Google hits coder G-spot with Linux command line tool
'I love you, Google,' scream text interface obsessives
Google has introduced a command line utility for accessing various Chocolate Factory services, including YouTube, Blogger, Google Docs, Calender, and Contacts. And an army of text-interface obsessives have responded with glee.
"I love you!!" one coder told Google. "This couldn't be better!!"
"Ooh, I hope it's not April 1 today. *calendar check* Wow, nope!" said another. "There goes my Friday evening."
"Effin amazing" said a third.
Google CL is a Python application that uses the gdata Python client library to make Google Data API calls from the command line. Currently, it supports Blogger, Picasa, YouTube, Google Docs, Contacts, and Calendar.
Just think of it. You can update your blog or browse a list of web videos or update your online calendar – all without stooping to the level of a GUI interface.
"Ever wanted to upload a folder full of photos to Picasa from a command prompt?" Google said in a blog post. "We did, a lot, last summer. It made us want to say:
$ google picasa create --title "My album" ~/Photos/vacation/*.jpg
So we wrote a program to do that, and a whole lot more."
The open source Google CL is hosted on Google Code, and you can browse the project here. Once you download the application, you too can enjoy such command line orgasms as:
$ google blogger post --blog "My blog" --tags "python, googlecl, development" my_post.html
$ google calendar add "Lunch with Jason tomorrow at noon"
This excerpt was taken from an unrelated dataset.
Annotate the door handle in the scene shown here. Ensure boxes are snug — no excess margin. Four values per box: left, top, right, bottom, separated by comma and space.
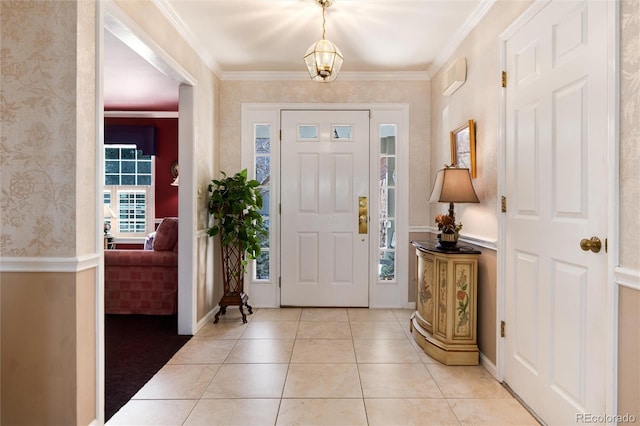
358, 196, 368, 234
579, 236, 601, 253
$ google docs edit --title "Shopping list" --editor vim
The project is geared towards Linux. Google offers a Linux .deb package and a tar archive for download. But independent developer Isaac Truett is offering instructions for using the tool on Windows. And Google points to some Mac tips here.
Example scripts are available here. ®
Was that sarcasm?
Why the poor attempt at sarcasm? As it happens, command line interfaces are more efficient for certain tasks, especially those which are repetitive and/or lend themselves well to automation, they are also faster in some instances (not just for general admin, take for example skilled CAD operators, who use the command line as their primary interface with the mouse being just an extension of it). The right tool for the job and all that.
The tone of the article feels a bit like mocking touch typists just because you're a two-fingers only, stare and poke type. Nevertheless, thanks for the news.
We're doomed, doomed I tell you
if children play with this sort of thing then they may learn to put several commands together and whole graphics/pr departments will be replaced with batch files and we wont be able to move on the streets for out of work people explaining to us in a patronising manner how cars and traffic lights will never catch on because they're not shaded in quite the right way or how its been shown by Hiccups, Windrush and Follow-Through (PDF download £99) how the whole concept of simple one click on-line sales really needs to be padded out with 'dickheads who bought this toothpaste also bought a trident submarine' to actually sell ...er toothpaste...
Oh shit - all those second hand macs bringing down the price of proper PC's
Re : text-interface obsessives
There may well be lots of people who want to interact by CLI with programs but the REAL advantage is being able to embed this type of control into scripts, cron jobs and programs.